KI-Analyse (GoogleAI)
Das Rücktrittsrecht von einem Bauvertrag ist im Bürgerlichen Gesetzbuch (BGB) geregelt. Es gibt keine pauschale Frist, da es von den Umständen des Einzelfalls abhängt.
Grundsätzlich gilt: Ein Rücktritt ist möglich, wenn ein gesetzliches oder vertragliches Rücktrittsrecht besteht. Ein gesetzliches Rücktrittsrecht kann beispielsweise bei Mängeln am Bauwerk vorliegen, die der Unternehmer trotz Fristsetzung nicht beseitigt hat. Ein vertragliches Rücktrittsrecht kann im Bauvertrag vereinbart werden.
Widerrufsrecht bei Verbraucherverträgen: Wenn der Bauvertrag außerhalb von Geschäftsräumen oder im Fernabsatz (z.B. online) geschlossen wurde, steht dem Verbraucher unter Umständen ein Widerrufsrecht von 14 Tagen zu. Dies gilt jedoch nicht, wenn der Vertrag notariell beurkundet wurde.

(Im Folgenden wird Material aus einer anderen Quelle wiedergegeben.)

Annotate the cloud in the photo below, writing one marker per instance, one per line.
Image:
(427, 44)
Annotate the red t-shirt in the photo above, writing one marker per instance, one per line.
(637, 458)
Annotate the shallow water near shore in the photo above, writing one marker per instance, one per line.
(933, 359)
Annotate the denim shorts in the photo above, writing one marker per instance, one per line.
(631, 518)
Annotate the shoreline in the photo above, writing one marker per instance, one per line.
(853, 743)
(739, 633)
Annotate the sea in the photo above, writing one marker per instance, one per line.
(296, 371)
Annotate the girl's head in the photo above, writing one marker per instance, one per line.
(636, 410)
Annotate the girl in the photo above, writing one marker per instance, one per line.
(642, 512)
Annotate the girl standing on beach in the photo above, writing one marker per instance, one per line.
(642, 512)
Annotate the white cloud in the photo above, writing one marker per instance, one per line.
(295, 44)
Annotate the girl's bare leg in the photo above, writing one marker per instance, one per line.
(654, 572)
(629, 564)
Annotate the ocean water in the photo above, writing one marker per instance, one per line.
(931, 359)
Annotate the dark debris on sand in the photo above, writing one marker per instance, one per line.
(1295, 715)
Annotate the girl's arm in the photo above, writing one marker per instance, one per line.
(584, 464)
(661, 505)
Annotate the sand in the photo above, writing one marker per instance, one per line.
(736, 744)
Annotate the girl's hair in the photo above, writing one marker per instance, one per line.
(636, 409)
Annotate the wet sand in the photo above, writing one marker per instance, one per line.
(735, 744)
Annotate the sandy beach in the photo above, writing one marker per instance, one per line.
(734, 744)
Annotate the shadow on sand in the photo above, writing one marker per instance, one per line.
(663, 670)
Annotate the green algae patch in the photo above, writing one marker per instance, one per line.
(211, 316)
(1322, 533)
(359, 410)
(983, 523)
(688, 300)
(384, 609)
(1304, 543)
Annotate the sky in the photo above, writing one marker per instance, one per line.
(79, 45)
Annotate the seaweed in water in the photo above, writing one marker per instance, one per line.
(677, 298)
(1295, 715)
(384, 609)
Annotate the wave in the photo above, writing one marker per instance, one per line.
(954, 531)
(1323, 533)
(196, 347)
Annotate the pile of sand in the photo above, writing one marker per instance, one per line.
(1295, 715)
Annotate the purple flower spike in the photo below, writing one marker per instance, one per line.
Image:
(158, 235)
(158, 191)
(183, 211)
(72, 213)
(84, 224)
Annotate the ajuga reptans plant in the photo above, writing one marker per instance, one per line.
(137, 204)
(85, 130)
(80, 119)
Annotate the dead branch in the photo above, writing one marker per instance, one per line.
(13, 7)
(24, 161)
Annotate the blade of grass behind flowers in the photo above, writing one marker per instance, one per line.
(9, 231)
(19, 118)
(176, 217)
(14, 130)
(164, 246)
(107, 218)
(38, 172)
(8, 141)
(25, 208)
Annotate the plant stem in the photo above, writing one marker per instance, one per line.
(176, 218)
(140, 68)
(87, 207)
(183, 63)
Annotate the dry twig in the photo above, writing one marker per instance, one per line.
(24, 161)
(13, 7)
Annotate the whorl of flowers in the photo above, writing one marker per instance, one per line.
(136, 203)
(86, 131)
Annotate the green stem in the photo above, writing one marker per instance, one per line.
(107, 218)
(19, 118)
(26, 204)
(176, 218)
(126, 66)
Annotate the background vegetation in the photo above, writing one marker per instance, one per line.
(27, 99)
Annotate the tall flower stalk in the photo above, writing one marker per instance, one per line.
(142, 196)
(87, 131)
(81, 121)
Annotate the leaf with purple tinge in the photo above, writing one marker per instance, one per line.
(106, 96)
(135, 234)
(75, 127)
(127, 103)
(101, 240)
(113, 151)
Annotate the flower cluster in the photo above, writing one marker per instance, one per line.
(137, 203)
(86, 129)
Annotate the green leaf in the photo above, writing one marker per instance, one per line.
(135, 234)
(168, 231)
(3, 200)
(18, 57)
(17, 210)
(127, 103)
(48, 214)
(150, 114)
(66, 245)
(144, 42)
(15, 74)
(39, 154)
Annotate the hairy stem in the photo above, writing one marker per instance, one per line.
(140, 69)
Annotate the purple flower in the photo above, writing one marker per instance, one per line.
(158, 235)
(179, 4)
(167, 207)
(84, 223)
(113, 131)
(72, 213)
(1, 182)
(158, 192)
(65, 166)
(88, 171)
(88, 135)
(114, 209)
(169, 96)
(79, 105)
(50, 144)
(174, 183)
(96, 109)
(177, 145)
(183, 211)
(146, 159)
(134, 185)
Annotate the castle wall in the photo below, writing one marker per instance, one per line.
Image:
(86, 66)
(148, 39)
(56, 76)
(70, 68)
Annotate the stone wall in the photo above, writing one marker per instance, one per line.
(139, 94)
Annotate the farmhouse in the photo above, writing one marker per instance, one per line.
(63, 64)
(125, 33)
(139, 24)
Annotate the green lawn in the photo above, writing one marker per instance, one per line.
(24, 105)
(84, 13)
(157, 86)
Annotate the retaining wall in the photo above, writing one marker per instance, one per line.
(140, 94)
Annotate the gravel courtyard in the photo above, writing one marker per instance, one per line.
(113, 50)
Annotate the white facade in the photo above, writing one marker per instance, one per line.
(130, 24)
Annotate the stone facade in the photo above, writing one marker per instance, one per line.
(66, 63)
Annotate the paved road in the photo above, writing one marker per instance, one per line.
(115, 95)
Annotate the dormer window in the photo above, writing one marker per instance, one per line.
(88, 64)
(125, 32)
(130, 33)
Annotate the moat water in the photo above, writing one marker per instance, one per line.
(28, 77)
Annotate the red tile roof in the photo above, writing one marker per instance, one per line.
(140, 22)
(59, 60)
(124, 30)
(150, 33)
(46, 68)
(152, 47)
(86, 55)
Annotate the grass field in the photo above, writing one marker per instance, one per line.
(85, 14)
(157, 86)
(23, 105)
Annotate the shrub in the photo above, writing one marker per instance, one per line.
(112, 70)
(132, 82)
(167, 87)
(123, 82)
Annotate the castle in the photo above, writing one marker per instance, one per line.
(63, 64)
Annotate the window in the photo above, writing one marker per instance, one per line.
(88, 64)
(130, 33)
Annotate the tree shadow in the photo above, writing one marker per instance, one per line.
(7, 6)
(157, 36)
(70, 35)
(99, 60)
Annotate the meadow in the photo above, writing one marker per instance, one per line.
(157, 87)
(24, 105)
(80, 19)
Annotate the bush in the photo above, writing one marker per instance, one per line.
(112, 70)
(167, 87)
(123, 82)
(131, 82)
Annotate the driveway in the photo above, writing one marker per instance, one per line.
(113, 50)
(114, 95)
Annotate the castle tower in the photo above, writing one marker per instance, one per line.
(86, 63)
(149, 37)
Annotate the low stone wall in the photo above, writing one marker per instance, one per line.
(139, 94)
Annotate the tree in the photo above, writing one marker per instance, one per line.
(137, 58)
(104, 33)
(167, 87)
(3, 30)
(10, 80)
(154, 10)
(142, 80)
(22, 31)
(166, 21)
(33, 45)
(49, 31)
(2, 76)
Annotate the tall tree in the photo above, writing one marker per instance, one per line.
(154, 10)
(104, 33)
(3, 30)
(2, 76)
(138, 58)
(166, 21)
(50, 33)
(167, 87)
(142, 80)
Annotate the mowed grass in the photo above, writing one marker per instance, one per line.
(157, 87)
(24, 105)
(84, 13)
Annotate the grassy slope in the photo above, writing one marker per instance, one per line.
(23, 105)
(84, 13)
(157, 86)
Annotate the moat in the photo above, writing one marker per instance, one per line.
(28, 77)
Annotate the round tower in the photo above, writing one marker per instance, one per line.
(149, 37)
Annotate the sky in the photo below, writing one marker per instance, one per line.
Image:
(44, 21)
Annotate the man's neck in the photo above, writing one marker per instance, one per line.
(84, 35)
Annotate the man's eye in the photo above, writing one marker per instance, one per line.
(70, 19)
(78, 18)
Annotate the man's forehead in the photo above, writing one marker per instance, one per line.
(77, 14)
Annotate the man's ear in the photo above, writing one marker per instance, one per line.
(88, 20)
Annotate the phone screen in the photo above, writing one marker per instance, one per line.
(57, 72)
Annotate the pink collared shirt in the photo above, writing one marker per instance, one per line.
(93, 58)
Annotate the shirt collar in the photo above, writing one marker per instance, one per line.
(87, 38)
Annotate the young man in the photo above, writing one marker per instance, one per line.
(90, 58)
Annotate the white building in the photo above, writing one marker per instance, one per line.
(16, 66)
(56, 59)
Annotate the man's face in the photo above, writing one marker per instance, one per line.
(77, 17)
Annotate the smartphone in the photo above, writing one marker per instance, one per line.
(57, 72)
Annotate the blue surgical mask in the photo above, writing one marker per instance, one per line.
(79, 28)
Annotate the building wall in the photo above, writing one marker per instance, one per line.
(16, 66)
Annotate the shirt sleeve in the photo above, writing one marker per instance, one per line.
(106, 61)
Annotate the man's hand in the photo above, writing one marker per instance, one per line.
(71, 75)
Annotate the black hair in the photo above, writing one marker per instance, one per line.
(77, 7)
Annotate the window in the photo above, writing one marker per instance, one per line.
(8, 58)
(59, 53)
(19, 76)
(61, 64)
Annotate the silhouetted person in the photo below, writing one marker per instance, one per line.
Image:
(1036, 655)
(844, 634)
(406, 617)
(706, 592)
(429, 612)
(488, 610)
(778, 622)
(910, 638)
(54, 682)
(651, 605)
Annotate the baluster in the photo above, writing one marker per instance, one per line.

👉 Handlungsempfehlung: Lassen Sie Ihren Bauvertrag und die Umstände des Vertragsschlusses von einem Rechtsanwalt für Baurecht prüfen, um Ihre Rechte und Möglichkeiten zu klären.
KI-Analyse (DeepSeek)
Der vorliegende Sachverhalt betrifft die Frage nach dem Rücktrittsrecht von einem Bauvertrag nach dem Bürgerlichen Gesetzbuch (BGB). Der Nutzer fragt nach Fristen und Bedingungen für einen Rücktritt von einem bereits unterschriebenen Vertrag. Dies ist ein komplexes rechtliches Thema, bei dem die genauen Umstände des Vertragsabschlusses und die Art des Bauvertrags entscheidend sind.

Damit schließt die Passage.